Maar om tien uur ’s avonds wees Peter opeens opgewonden naar boven. Daar waren out of the blue opeens wolken te zien. Zou het dan toch? En om half twaalf gingen wij erin geloven. Er maakte zich een soort opwinding van mij meester. Peet, stelde ik voor, zullen we de zonneluifel eraan maken en die dan aan de zijluifel ritsen en die dan..’ Ik had er zin in. Gewoon, gezellig nestje bouwen voor als het gaat onweren. Ik denk dat Peter inwendig zuchtte, maar de lieverd zocht zijn autosleutels en kwam even later met de luifel onder zijn arm terug. Ik geef toe, het was even prutsen, maar weldra stond er een tent die voor die van Abraham en Sara niet onder deed. Zelfs Peter had er aardigheid in.
Ik ging meteen met lampjes, stoeltjes en een tafeltje in de weer en kreeg er een glamping gevoel van. Het werd werkelijk gezellig daar onder die luifel. Ik maakte er een fotootje van die ik naar de kinderen stuurde met de mededeling dat pa en moe aan het glampen waren. En dat voor 13 euro per nacht!
Wisten wij veel van wat ons nog boven het hoofd hing. Wij hieven onder die luifel nog eens gezellig het glas in afwachting van het naderende onweer. Maar toen begon het. Links, rechts, voor en achter ons begon het te weerlichten. Om de paar seconden stond de hele camping in helder wit licht, alsof iemand met het lichtknopje aan het spelen was. En het hield maar niet op. Gefascineerd bleven wij kijken. Daarna barstte het onweer los. Dit was zeker geen onweersbuitje dat maar niet over de Lemelerberg kon komen. Toch kropen wij met een gerust hart op onze zelfopblazers en vielen snel in slaap met het volste vertrouwen in onze De Waard.

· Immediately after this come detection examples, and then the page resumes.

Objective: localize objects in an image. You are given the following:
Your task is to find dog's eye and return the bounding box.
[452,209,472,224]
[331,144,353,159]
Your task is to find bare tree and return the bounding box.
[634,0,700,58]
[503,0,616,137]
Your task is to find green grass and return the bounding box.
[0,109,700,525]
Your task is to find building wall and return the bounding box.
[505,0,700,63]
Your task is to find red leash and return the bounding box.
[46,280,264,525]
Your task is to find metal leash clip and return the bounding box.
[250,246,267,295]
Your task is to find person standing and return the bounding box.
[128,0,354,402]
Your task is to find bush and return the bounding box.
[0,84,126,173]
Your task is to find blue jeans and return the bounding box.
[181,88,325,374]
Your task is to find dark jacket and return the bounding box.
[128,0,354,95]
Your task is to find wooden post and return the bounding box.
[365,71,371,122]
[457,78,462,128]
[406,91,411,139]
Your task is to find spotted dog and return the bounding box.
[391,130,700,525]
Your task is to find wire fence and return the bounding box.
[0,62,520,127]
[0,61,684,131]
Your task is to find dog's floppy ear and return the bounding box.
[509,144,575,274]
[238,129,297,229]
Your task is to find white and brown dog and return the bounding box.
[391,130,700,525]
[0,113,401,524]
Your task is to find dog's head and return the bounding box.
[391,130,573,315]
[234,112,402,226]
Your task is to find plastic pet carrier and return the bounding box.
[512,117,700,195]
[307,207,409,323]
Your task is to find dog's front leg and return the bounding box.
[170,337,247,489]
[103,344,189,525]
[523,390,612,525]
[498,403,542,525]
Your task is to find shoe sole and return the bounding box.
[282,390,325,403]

Totdat wij om zes uur rechtop in bed zaten. De wind loeide om de tent, meer bepaald om de gezellige luifel. Het doek flapperde op en neer. We keken elkaar aan. Dit zou de eerste keer in ons kampeerdersleven zijn dat wij aan de stokken moesten hangen vanwege de wind. Een kleine dewaardgeloofscrisis diende zich aan. We hebben zeker een kwartier in onze niemandalletjes aan de stokken gehangen en angstig naar de scheerlijnen gekeken. De wind zou toch over onze aerodynamisch gevormde tent heen moeten in plaats van eronder door? Maar nu deed de wind alle moeite om de luifel op te bollen. Wij zagen het voor ons, haringen uit de grond, scheerlijnen los, tentstokken omver en de luifel in de lucht. Niks geen glamping. Ramping!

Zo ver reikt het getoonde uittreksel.